Skarciłam go spojrzeniem, a on puścił do mnie oczko, uśmiechając się podle.
- Kawy? Herbaty? Wody? – zaproponowałam,  gdy moja ukochana (wreszcie pogodzona!) para usiadła przy stole.
- Nie, dziękujemy – odparł Mulat, a w jego oczach jak zwykle było widać ciepło i słodycz przeznaczoną tylko dla Faye. – Wpadliśmy tylko na chwilę. Chcieliśmy coś wam powiedzieć.
Uniosłam pytająco brwi, krzyżując dłonie na piersiach. Ponownie poczułam chłodne i delikatne palce Loczka muskające moją nagą skórę. Za wszelką cenę starałam się je ignorować, ale nie mogłam powstrzymać dreszczy rozkoszy, miliony pajączków pełznących po moim ciele.
Kurczę! Nawet głośno i mocno dudniącego serca nie potrafiłam opanować.
Dlaczego on tak na mnie działał? Czemu nawet w tej chwili miałam ochotę się na niego rzucić jak dzikie zwierzę i wlepić swoje wargi w jego? Przytulić się do jego piersi i zachłannie wdychać zapach mięty? Utonąć w zielonych tęczówkach?
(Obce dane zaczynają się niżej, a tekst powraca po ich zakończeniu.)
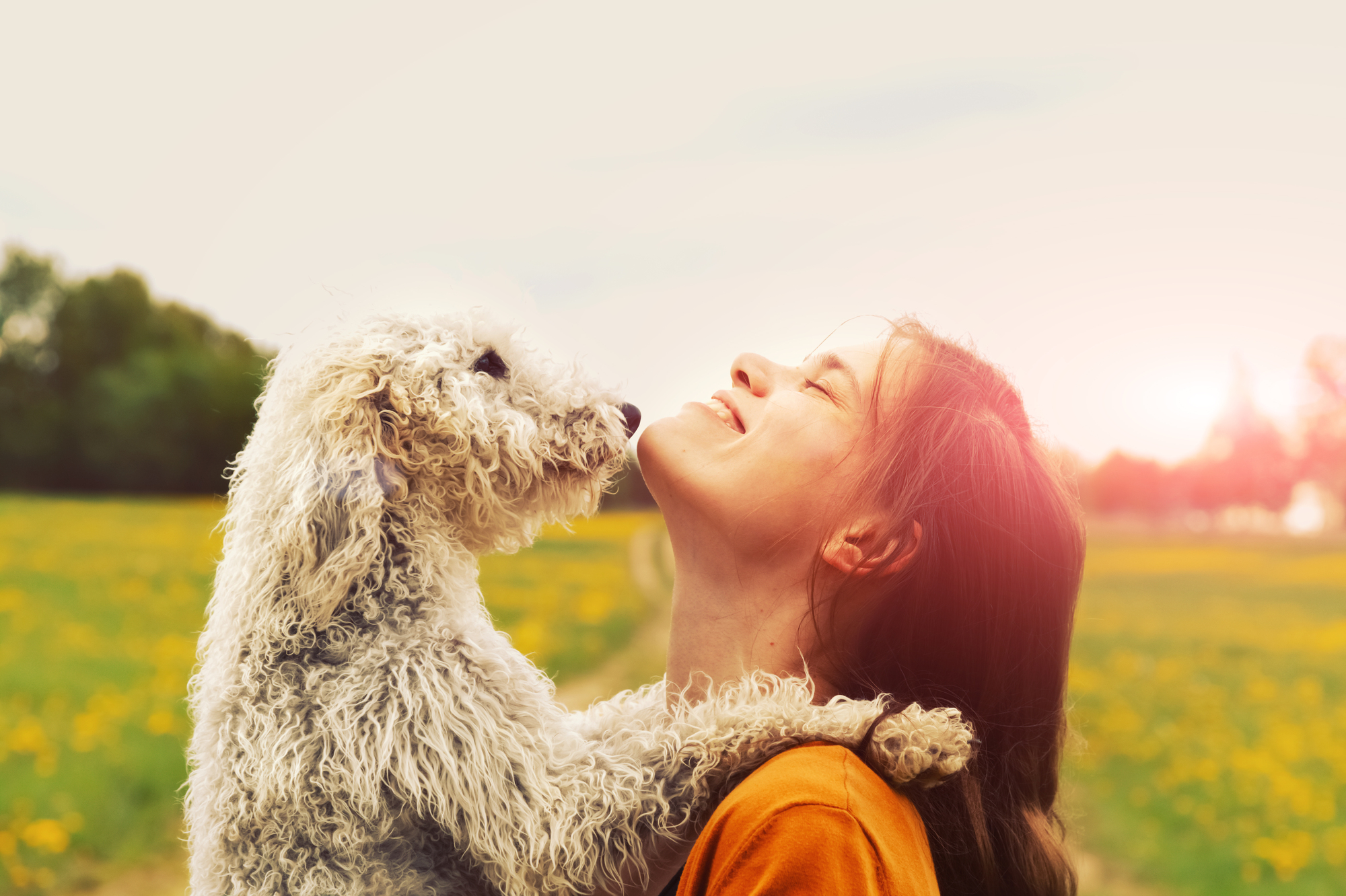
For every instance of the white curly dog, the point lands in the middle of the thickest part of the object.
(360, 724)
Słuchać zachrypniętego głosu?
- Postanowiliśmy zorganizować imprezę u Nialla i Louis. – dobiegł mnie głos mojej przyjaciółki, który natychmiast wyrwał mnie z rozmyśleń. Rzuciłam jej badawcze spojrzenie.
Włosy miałam dzisiaj spięte w ciasny kok, a rzęsy lekko pomalowane tuszem. Wyglądała olśniewająco, promiennie. Jej policzki były lekko zaróżowione.
A w oczach? W oczach znów czaiła się miłość, to ciepło i blask które kierowały się tylko i wyłącznie do Malika.
Widząc to wszystko. Widząc ich wreszcie pogodzonych, trzymających się za ręce miałam ochotę się rozpłakać, ciesząc się ich szczęściem.
Nikt nie miał pojęcia jak bardzo ich kochałam i jak ważni dla mnie byli.
- Och, to świetny pomysł! – krzyknął Loczek, wyjątkowo uradowanym głosem. – Dzisiaj?
Jego siostra pokiwała w milczeniu głową.
- Wpadniecie? – spytał Mulat, patrząc na nas badawczo i uśmiechając się… Dziwnie się uśmiechając.
Zmarszczyłam czoło zbita z tropu, dopiero teraz uświadamiając sobie, że Harry trzyma delikatnie moją dłoń, kreśląc na niej delikatne kółka.
Zadrżałam, odczuwając jego przyjemny dotyk i kiwnęłam lekko głową, czując, że nie zdobędę się na powiedzenie czegokolwiek.
- W takim razie super! – odparł uradowany chłopak i razem z Faye wstali. – Widzimy się o osiemnastej! Pa!
- Pa! – krzyknęłam jeszcze zanim drzwi trzasnęły.
Potem przeniosłam swoje spojrzenie na Loczka i wpatrywałam się w jego promienny uśmiech warty milion… a nawet więcej tysięcy.
***
Nie dało się ukryć, że myśl, że zobaczę dzisiaj Nialla napawała mnie szczęściem! Wciąż momentami mi go brakowało. Było mi go żal, że musi siedzieć w tym domu. No, ale co mogłam zrobić? Nic. Byłam bezbronna. Ale przynajmniej ciągłe odwiedzanie wydawało się dobre. Wiedziałam, że dzięki temu Blondyn będzie szczęśliwszy i będzie zdawał sobie sprawę że zawsze będziemy z nim.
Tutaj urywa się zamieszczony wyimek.